# Customer Service



## brute574 (Aug 10, 2011)

After calling 3 Times, over 2 weeks, and being told I would receive a call tomorrow, I'm Still Without a CV Boot for my Axle. Besides Breaking an Axle within 22 Hr of EASY Riding, I feel Super ATV is Going Down Hill. I Would NEVER Buy From you or recommend anyone to. Customer Service is the Backbone to a Company, and you Have DROPPED the Ball. 


You can Thank Travis


----------



## kygreen (Oct 15, 2011)

Nice to know thanks! I know it's awfull to say but the best customer service I ever get is from eBay.... Because of there rankin system they need 100% satisfaction I know some things you can't get like good axels though


----------



## SuperATV (May 3, 2010)

Sir I apologize for your frustrations. Travis is a new employee of only 2 weeks, I know that does not make it right, but If you could shoot me over a PM of whats going on I will gladly help you out and get you taken care of.


----------



## Polaris425 (Dec 16, 2004)

^ Tyler is the man. Might be time to replace Travis... lol


----------



## SuperATV (May 3, 2010)

Rear outter boot on the brown truck headed your way.


----------



## jctgumby (Apr 23, 2009)

^^^ Nice. Awesome job Tyler. This is why I try to use SuperATV for as much stuff as I can for myself and also recommend you guys to all of my buddies. Keep it up guys.


----------



## bigblackbrute (Jun 3, 2009)

Yeap always had top notch service from Tyler and super atv except for some goof that answers the phone sometime. 

FATBOYZ CUSTOMZ


----------



## Waddaman (Oct 3, 2010)

I agree, MOST of the time customer service is the best at super ATV. But once in a while you will get some guy that doesn't know what he's talking about/is rude..


----------



## brute574 (Aug 10, 2011)

SuperATV said:


> Sir I apologize for your frustrations. Travis is a new employee of only 2 weeks, I know that does not make it right, but If you could shoot me over a PM of whats going on I will gladly help you out and get you taken care of.


 
THANKS, I Understand the Problem Now, We All Have to Learn Sometime, Don't Be To Hard On him


----------



## brute574 (Aug 10, 2011)

SuperATV said:


> Sir I apologize for your frustrations. Travis is a new employee of only 2 weeks, I know that does not make it right, but If you could shoot me over a PM of whats going on I will gladly help you out and get you taken care of.

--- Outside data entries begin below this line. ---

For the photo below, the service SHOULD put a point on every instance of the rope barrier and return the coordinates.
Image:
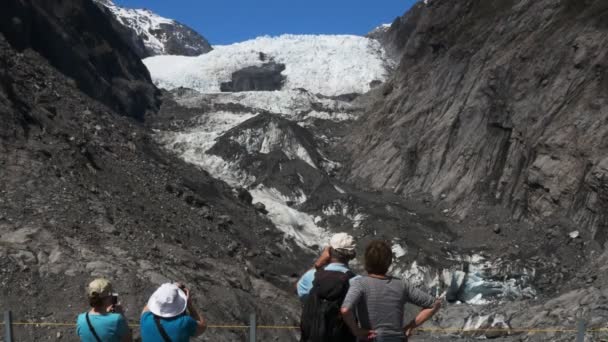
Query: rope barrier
(290, 327)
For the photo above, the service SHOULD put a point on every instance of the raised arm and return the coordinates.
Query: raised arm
(353, 296)
(201, 324)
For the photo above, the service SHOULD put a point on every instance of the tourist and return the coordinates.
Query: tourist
(383, 298)
(105, 322)
(170, 316)
(322, 290)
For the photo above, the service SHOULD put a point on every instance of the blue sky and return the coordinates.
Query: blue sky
(229, 21)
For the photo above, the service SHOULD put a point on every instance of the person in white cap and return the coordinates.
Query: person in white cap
(105, 322)
(335, 257)
(322, 290)
(170, 316)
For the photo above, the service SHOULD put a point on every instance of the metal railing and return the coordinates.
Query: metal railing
(253, 327)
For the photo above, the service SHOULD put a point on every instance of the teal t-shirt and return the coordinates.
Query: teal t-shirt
(179, 328)
(111, 327)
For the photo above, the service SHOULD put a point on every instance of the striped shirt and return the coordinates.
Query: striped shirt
(383, 302)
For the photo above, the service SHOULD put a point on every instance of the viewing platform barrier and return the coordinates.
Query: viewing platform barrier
(580, 332)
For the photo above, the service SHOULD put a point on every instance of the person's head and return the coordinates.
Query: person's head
(100, 294)
(342, 248)
(378, 257)
(169, 300)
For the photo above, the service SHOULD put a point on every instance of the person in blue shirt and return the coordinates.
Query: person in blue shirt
(105, 322)
(335, 257)
(170, 316)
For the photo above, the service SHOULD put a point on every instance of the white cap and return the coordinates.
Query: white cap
(342, 241)
(168, 301)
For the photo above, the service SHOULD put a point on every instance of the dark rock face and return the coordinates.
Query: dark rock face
(151, 35)
(85, 192)
(182, 40)
(397, 35)
(256, 78)
(500, 102)
(79, 40)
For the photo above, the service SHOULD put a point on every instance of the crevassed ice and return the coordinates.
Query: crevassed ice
(299, 225)
(326, 64)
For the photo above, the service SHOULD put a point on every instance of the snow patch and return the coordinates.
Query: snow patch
(143, 21)
(301, 226)
(192, 145)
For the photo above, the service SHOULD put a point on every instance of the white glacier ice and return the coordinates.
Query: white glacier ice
(325, 64)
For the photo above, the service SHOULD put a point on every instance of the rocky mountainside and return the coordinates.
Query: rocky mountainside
(499, 102)
(80, 41)
(286, 147)
(150, 34)
(85, 191)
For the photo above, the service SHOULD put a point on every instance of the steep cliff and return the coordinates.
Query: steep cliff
(152, 35)
(86, 192)
(78, 39)
(495, 102)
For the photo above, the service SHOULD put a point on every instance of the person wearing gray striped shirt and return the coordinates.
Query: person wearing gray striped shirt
(383, 298)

Called Mon this Week With a Broken CV joint on my NEW Axle. Talked With Travis Again, He Put me on Hold For 5 Min Came Back and told me Just Send the CV Joint. I get a Call Today From Mike and Claims You Don't just Replace the CV. So Now After A Week Wasted By Travis I'm Not RIDING.

I called Back this Afternoon and Talked With KC, He Said He Would get it Taking Care Of.


----------